Week 14 – Fine-Tuning & Benchmarking the First Model
Dates: August 31 – September 6
Internship: AI/ML Intern at SynerSense Pvt. Ltd.
Mentor: Praveen Kulkarni Sir
Focus
This week, we reached a major milestone by running our first fine-tuning experiment on a region-specific dataset. The primary focus was on benchmarking the fine-tuned model, analyzing its performance gains over the base model, and preparing for subsequent fine-tuning jobs.
Goals for the Week
- Run the first OpenAI fine-tuning experiment on
R2A
dataset - Benchmark the fine-tuned model against the base GPT-4o model
- Analyze and document performance gains and changes in specific regions
- Start the fine-tuning process for other key regions (
R9
,R_1
, etc.)
Tasks Completed
Task | Status | Notes |
---|---|---|
Ran successful fine-tuning job on R2A dataset | ✅ Completed | The model gpt-4o-finetuned-r2a was successfully created |
Benchmarked finetuned-r2a vs. base gpt-4o | ✅ Completed | Saw significant accuracy gains on the R2A feature set |
Documented performance metrics (accuracy, MAE, F1 score) | ✅ Completed | Results are saved in the experiments/benchmarks/ directory |
Initiated fine-tuning data prep for R9 and R_1 | ✅ Completed | Datasets are now validated and ready for the fine-tuning API |
Updated the Gradio UI to visualize performance gains | ✅ Completed | Added a new tab to compare the results of different models |
Key Learnings
- Fine-tuning is a powerful technique for improving performance on specific, narrow tasks where the base model struggles.

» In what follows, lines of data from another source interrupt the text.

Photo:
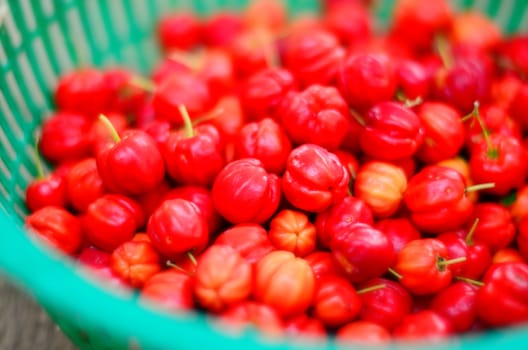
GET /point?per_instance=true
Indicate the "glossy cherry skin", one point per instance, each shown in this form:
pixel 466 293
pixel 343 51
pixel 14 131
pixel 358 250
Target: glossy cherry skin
pixel 385 306
pixel 457 303
pixel 292 230
pixel 317 115
pixel 135 261
pixel 313 57
pixel 265 140
pixel 47 191
pixel 362 252
pixel 133 165
pixel 65 137
pixel 335 301
pixel 381 186
pixel 216 290
pixel 366 79
pixel 194 159
pixel 423 325
pixel 339 216
pixel 57 228
pixel 437 200
pixel 443 132
pixel 84 184
pixel 503 299
pixel 169 290
pixel 399 231
pixel 314 178
pixel 177 227
pixel 111 220
pixel 251 241
pixel 506 169
pixel 391 131
pixel 363 332
pixel 262 94
pixel 244 191
pixel 277 271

- Data quality is paramount. The work from Weeks 12 and 13 on dataset curation paid off with a smooth fine-tuning process.

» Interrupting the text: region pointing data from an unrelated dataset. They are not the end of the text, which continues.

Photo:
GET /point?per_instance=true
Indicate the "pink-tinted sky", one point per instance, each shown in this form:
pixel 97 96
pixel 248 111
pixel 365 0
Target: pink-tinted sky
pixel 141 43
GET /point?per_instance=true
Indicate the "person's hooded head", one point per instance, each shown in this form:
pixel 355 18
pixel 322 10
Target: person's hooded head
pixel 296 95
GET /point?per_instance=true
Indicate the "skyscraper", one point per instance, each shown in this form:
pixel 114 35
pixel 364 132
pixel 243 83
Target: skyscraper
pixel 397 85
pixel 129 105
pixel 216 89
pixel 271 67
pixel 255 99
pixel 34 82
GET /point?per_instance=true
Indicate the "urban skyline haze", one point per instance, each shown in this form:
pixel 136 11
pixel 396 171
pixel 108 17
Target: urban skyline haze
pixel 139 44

- Benchmarking is crucial. Without it, it’s impossible to quantify the value added by fine-tuning. Our pipeline provides clear, reproducible evidence.

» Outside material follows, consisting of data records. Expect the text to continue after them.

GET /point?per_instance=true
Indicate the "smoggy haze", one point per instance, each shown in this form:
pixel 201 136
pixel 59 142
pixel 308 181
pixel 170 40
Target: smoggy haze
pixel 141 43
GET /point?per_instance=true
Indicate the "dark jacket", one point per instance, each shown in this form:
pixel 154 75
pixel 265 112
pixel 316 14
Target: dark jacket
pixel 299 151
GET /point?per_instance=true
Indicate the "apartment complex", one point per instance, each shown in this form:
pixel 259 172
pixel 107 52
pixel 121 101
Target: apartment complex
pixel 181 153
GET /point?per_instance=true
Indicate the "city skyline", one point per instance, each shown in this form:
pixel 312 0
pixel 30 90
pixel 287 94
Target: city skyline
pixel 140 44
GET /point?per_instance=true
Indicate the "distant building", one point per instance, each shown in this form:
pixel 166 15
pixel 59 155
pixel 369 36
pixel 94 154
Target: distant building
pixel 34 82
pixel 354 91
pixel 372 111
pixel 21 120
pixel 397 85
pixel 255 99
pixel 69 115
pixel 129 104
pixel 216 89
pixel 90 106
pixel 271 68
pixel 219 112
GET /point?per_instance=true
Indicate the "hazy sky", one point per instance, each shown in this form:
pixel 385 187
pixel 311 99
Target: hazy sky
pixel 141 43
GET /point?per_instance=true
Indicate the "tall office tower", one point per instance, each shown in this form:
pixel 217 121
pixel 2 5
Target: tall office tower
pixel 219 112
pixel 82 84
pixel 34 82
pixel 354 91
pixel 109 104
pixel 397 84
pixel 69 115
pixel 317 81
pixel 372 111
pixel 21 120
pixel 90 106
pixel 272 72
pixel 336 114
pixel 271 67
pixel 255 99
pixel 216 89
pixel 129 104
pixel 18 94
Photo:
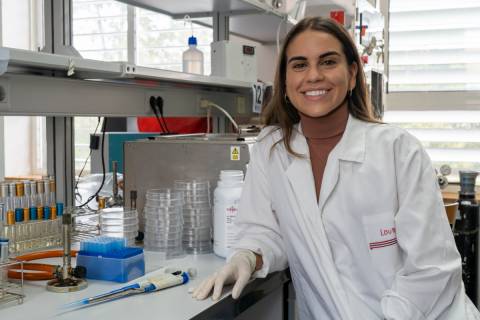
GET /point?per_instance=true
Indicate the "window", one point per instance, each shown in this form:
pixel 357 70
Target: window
pixel 449 137
pixel 161 40
pixel 434 45
pixel 100 29
pixel 434 78
pixel 23 138
pixel 22 24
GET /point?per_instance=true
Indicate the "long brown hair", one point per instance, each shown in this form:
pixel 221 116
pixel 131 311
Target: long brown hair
pixel 282 113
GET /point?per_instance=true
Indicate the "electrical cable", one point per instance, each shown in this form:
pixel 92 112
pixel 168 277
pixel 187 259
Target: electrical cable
pixel 104 127
pixel 85 164
pixel 159 102
pixel 155 111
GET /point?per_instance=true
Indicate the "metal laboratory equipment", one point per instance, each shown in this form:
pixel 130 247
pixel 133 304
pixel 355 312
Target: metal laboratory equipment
pixel 466 232
pixel 159 161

Problems Faced & Solutions
Problem | Solution |
---|---|
InsufficientTrainingData error from OpenAI API | Adjusted the dataset size and ensured it met the minimum requirements for fine-tuning |
Unexpected high cost for fine-tuning | Optimized the data token count and used a smaller, more focused dataset to reduce costs |
📎 References
Goals for Next Week
- Run fine-tuning experiments for R9 and R_1
- Create a consolidated dashboard to compare performance across all models
- Explore a hybrid model approach for different regions
- Draft a final report summarizing the project and key findings
Screenshots (Optional)
Screenshot of the Gradio UI showing a side-by-side comparison of the base model’s predictions vs. the fine-tuned model’s predictions on the same image.
“Week 14 marked the transition from theory to tangible results; we now have a fine-tuned model that proves the value of our entire pipeline.”